Only recently have we seen the international community attempting to intervene in the conflict in Darfur. Although many countries, including the United States are hesitant to respond to conflicts due to stipulations governing international law and genocide and the legal responses that countries have.
“Under the UN Convention on Genocide in 1948, the 127 state signatories undertook to ‘prevent and punish’ genocide defined as ‘acts committed with intent to destroy, in whole or in part, a national, ethnic, racial or religious group’, including the causing of serious bodily or mental harm, preventing births or inflicting conditions calculated to lead to a group’s destruction.
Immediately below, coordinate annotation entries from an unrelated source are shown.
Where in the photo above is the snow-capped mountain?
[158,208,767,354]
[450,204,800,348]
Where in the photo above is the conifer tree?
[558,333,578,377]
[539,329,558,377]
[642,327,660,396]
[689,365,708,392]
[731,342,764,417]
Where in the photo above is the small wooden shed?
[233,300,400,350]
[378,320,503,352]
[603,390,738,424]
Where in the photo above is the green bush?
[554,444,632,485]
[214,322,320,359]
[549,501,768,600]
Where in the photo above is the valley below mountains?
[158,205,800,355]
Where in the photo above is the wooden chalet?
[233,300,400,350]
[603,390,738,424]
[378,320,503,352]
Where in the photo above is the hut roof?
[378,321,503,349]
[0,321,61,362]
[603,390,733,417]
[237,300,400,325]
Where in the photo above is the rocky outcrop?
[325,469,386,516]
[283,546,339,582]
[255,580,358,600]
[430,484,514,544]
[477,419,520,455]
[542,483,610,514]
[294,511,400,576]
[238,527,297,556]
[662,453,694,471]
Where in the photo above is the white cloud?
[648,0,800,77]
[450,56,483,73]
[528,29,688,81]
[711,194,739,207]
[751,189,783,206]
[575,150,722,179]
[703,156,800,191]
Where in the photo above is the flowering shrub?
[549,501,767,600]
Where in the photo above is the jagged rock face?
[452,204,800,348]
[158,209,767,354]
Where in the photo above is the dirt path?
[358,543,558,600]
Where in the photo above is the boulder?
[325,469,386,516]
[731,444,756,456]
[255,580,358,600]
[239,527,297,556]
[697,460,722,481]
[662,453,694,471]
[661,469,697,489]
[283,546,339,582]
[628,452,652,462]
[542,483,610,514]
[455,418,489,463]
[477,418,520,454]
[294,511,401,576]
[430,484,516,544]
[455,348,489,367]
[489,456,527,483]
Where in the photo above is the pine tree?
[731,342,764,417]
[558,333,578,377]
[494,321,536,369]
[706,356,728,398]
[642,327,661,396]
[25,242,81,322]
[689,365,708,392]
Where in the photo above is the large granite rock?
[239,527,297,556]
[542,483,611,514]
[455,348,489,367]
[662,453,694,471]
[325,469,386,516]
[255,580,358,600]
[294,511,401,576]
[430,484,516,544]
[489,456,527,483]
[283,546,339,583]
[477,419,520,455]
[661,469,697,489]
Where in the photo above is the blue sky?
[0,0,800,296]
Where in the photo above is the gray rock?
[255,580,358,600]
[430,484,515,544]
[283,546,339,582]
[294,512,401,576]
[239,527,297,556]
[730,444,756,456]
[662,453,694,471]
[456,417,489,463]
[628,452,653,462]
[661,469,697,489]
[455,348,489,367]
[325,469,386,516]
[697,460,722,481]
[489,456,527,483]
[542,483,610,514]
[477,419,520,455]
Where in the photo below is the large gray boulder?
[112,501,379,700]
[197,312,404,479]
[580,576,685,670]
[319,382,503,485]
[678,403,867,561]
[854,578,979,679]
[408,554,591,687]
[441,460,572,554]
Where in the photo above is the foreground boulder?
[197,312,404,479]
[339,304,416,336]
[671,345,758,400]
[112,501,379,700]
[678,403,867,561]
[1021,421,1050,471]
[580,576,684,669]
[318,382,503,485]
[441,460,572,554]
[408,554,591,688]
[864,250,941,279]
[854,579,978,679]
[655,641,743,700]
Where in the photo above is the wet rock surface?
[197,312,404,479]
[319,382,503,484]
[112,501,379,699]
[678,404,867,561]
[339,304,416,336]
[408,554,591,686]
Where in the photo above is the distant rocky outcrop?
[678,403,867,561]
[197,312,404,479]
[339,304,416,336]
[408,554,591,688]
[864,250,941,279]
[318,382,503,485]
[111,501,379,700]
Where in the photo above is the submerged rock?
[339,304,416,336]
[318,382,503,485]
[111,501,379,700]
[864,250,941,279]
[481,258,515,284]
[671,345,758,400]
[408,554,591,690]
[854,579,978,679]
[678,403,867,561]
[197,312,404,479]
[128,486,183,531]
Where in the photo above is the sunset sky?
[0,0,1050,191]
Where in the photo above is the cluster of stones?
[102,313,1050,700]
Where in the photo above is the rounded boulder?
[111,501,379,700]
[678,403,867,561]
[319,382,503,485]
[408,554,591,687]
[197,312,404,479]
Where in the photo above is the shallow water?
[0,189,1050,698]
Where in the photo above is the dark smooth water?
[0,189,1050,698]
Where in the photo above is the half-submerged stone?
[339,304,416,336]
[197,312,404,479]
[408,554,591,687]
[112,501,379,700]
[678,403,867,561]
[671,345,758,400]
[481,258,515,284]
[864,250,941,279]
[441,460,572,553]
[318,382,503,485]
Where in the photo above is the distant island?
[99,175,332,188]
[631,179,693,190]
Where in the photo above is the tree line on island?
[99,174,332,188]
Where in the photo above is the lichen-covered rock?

States may act alone or call the UN to take ‘appropriate’ measures” (Economist 40)
This is the legal definition of genocide that is stipulated by the United Nations and recognized internationally. The problem with the Darfur situation is that many countries are unsure if the current violence and situation is clearly a genocide. This is because even though the janjaweed have primarily target black Africans, “some Arab groups have also been attacked and some African ones spared.”(Economist 40) Some humanitarian organizations have even argued that the killing in Darfur has not yet met the threshold to be considered genocide. This is primarily why the resolution recently passed by UN called for an investigation into possible genocide acts being committed by the Sudanese government. Even still, under international law, “there is no inherent right of armed humanitarian intervention, event to stop genocide.”(Economist 40). Thus even if the UN does declare that another genocides is taking place in the Sudan, there is no legal right for intervention. A possible legal argument that would justify armed intervention would be precedence, given the UN intervention in past genocides in Somalia and Yugoslavia. In these two cases, the UN intervened to preserve the peace and “stop gross violations of human rights.” (Economist 40), which it could do now but some countries with vested interest in the oil in the Sudan would veto a resolution calling for military intervention. This is why the resolution recently passed only called for a threat of sanctions in order to force the Sudanese government to stop the janjaweed, as opposed to the resolution calling for outright military intervention.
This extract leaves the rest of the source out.